I want to vectorise the triple sum

\sum_{i=1}^I\sum_{j=1}^J\sum_{m=1}^J a_{ijm}

such that I end up with a matrix

A \in \mathbb{R}^{I \times J}

where A_{kl} = \sum_{i=1}^k\sum_{j=1}^l\sum_{m=1}^l a_{ijm} for k = 1,...,I and l = 1, ...,J

carrying forward the sums to avoid pointless recomputation.

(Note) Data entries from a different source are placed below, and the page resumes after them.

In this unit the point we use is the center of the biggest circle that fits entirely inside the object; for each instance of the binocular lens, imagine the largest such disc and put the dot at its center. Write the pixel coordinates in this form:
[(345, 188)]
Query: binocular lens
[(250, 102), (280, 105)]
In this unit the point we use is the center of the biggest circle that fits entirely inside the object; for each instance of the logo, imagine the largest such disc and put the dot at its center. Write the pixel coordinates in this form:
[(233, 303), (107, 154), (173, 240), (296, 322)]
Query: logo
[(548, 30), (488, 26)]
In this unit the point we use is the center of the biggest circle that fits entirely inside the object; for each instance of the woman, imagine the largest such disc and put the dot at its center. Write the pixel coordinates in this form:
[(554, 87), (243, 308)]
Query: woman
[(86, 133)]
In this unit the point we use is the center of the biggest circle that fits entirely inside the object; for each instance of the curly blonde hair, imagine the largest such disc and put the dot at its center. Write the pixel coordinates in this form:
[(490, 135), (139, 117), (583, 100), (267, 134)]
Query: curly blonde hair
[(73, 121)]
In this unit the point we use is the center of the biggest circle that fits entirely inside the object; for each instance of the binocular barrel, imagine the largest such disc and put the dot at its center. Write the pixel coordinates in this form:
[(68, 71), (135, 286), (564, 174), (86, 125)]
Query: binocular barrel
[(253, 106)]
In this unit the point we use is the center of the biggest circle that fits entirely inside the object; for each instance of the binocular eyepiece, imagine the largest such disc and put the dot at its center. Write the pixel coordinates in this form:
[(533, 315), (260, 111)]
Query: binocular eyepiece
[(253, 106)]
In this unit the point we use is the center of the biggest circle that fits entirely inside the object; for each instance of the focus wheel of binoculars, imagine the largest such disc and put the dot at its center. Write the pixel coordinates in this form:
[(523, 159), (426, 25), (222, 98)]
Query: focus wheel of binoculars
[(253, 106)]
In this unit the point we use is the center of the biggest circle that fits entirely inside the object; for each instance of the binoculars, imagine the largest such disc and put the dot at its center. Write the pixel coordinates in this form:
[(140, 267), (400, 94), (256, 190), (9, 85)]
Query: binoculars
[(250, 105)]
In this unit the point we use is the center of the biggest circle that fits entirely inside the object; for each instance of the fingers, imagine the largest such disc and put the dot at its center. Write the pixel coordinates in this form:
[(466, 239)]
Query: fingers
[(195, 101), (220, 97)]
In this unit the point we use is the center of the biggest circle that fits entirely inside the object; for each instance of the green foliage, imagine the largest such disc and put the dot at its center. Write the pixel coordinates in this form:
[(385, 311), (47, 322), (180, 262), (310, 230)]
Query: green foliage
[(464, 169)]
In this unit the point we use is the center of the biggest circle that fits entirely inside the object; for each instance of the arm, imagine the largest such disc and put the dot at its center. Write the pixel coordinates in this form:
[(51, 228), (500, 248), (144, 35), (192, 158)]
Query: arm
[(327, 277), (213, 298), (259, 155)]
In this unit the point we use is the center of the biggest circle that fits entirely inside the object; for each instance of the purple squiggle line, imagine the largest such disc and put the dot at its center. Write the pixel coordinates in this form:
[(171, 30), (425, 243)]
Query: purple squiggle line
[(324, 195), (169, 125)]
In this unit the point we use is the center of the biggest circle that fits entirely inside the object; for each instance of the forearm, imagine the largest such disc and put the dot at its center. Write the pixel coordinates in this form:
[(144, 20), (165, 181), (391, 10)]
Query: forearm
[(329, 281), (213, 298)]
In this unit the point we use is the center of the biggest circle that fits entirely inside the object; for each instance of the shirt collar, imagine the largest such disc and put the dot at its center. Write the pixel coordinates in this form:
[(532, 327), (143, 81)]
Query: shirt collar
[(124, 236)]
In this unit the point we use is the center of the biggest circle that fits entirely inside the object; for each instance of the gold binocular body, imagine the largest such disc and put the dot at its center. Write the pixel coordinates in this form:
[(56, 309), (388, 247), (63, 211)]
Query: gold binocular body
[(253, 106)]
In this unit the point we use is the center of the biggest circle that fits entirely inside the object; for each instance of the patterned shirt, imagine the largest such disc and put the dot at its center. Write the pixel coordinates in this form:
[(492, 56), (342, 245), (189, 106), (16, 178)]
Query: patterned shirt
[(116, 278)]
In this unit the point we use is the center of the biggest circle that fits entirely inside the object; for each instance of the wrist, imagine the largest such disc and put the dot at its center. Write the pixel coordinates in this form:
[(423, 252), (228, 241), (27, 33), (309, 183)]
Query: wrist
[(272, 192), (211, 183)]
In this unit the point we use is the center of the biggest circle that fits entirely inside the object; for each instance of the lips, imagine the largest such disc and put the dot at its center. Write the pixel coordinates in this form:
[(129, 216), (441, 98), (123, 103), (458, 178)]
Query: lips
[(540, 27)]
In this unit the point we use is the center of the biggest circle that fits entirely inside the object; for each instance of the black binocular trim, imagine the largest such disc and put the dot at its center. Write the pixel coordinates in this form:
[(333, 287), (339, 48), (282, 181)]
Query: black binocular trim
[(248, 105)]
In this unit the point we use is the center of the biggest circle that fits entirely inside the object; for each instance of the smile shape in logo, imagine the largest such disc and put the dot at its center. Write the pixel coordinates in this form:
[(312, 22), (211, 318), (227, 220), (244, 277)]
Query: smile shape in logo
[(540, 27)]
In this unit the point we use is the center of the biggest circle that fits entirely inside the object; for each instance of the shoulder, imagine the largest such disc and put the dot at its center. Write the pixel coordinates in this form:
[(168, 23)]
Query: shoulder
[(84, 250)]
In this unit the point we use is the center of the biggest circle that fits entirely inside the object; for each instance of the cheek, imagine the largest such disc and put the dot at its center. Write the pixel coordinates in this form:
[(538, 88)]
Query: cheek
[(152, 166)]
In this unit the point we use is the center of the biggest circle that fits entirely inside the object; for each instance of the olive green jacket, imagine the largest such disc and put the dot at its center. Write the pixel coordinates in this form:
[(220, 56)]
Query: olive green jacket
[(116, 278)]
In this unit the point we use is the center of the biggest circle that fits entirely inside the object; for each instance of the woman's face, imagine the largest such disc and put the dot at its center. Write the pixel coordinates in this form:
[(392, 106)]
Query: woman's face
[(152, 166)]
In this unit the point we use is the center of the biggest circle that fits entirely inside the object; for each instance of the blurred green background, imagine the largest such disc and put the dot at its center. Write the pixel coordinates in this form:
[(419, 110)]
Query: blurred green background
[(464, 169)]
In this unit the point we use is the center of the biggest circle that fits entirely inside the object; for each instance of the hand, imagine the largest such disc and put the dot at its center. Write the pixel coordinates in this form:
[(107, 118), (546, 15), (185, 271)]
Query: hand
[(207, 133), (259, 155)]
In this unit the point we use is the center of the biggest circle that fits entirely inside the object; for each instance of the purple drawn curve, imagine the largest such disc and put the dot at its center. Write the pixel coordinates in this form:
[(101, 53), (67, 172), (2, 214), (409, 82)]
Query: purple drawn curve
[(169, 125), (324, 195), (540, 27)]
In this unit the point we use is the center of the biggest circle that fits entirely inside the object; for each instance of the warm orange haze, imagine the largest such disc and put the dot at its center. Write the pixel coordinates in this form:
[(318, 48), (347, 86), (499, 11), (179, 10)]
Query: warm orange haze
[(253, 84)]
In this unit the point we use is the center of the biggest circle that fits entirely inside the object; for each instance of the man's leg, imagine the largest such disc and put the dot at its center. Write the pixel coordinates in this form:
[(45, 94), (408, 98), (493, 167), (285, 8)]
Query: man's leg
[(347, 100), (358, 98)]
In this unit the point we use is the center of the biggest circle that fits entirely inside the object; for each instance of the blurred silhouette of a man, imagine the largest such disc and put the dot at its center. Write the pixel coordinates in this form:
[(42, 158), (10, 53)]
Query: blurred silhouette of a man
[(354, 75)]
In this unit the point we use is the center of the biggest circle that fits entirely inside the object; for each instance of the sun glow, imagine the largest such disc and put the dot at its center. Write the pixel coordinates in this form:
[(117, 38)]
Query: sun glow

I currently use this code: np.cumsum(np.cumsum(np.cumsum(a, axis = 0), axis = 1), axis = 2).diagonal(axis1 = 1, axis2 = 2) but it is inefficient as it does lots of extra work and extracts the correct matrix at the end with the diagonal method. I can't think of how to make this faster.


Solution

  • You can use Numba so to produce a very fast implementation. Here is the code:

    import numba as nb
    import numpy as np
    
    @nb.njit('(float64[:,:,::1],)', parallel=True)
    def compute(arr):
        ni, nj, nk = arr.shape
        assert nj == nk
        result = np.empty((ni, nj))
        # Parallel cumsum along the axis 1 and 2 + extraction of the diagonal
        for i in nb.prange(ni):
            tmp = np.zeros(nk)
            for j in range(nj):
                for k in range(nk):
                    tmp[k] += arr[i, j, k]
                result[i, j] = np.sum(tmp[:j+1])
        # Cumsum along the axis 0
        for i in range(1, ni):
            for k in range(nk):
                result[i, k] += result[i-1, k]
        return result
    
    result = compute(a)
    

    Here are performance results on my 6-core i5-9600KF with a 100x100x100 float64 input array:

    Initial code:      12.7 ms
    Chryophylaxs v1:    7.1 ms
    Chryophylaxs v2:    5.5 ms
    Numba:              0.2 ms
    

    This implementation is significantly faster than all others. It is about 64 times faster than the initial implementation. It is also actually optimal on my machine since it completely saturate the bandwidth of my RAM only for reading the input array (which is mandatory). Note that it is better not to use multiple threads for very small arrays.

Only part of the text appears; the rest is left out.